What is the purpose of storing the content in memory before printing it?
In your example, there isn't much of a point. The data being read from std::cin
is being sent directly to std::cout
to be displayed on the console. Generally, the only reasons you'd want to store the data in the program memory before printing it is if you want to modify the data or check properties of the data and take certain actions based on those properties.
It should be noted that while this is a common example, the use of while (!eof())
is the incorrect way to check the validity of the stream before reading data. This method checks the stream before the input is read, which can lead to undefined behavior if invalid data is read and subsequently used. The normal way to read data is to check the validity of the stream after performing the read. For example, in your program this would be changed to:
while (f >> a)
{
std::cout << a << std::endl;
}
After the read is performed, the stream will be converted to a boolean.
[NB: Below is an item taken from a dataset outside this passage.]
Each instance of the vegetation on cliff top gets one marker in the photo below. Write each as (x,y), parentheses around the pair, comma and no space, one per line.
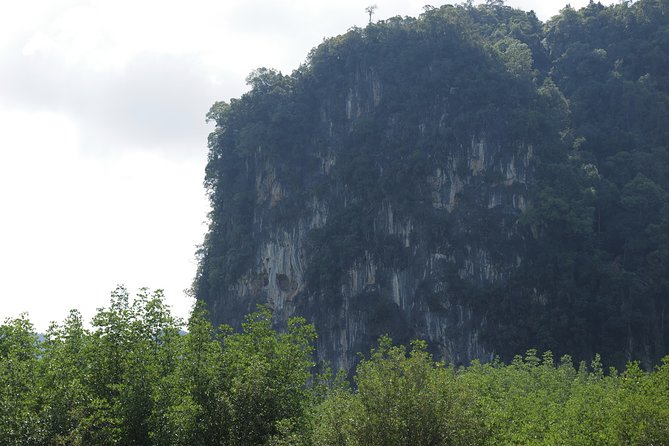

It will return true
or false
depending on the validity of the stream. If the stream read the end-of-file (EOF) character then that would be a failed read and the stream will return false
.
What is the point of
char a[80];
...
f >> a;
cout << a << endl;
when we could just do
cout << f << endl;
First, cout << f
will not do what you expect. The stream insertion operator (operator<<()
) is overloaded for certain types. f
is of type std::ifstream
- a type for which this operator is not overloaded. Pre-C++11 C++ IOStreams contained a conversion to void*
so that they could be used in boolean contexts. The stream insertion operator is overloaded for pointers to void
, so the output you would get is not something you'd expect. As of C++11 you'd get a compiler error that no operator overload could be found for that type.
There is, however, an overload for std::streambuf*
, a pointer an IOStreams buffer. Each stream has a buffer that stores and maintains characters from the source or sink. The overload for this operator reads data from the buffer and sends it to its own buffer, so you can do something like this:
std::cout << f.rdbuf();
rdbuf()
returns a pointer to the stream's buffer.
While this is an effective use of the stream's capabilities, the data is still being stored in the buffer of std::cout
. Streams are buffered and data sent into the source or sink are consigned to a buffer where it waits until the buffer is flushed. You can use std::nounitbuf
to unbuffer std::cout
in order to write directly to the external device:
std::cout << std::nounitbuf
<< f.rdbuf();
For a simple example with a small file, buffering really isn't needed. If you have a very large file then buffering is very useful as the program doesn't have to make a system call for each character being inserted.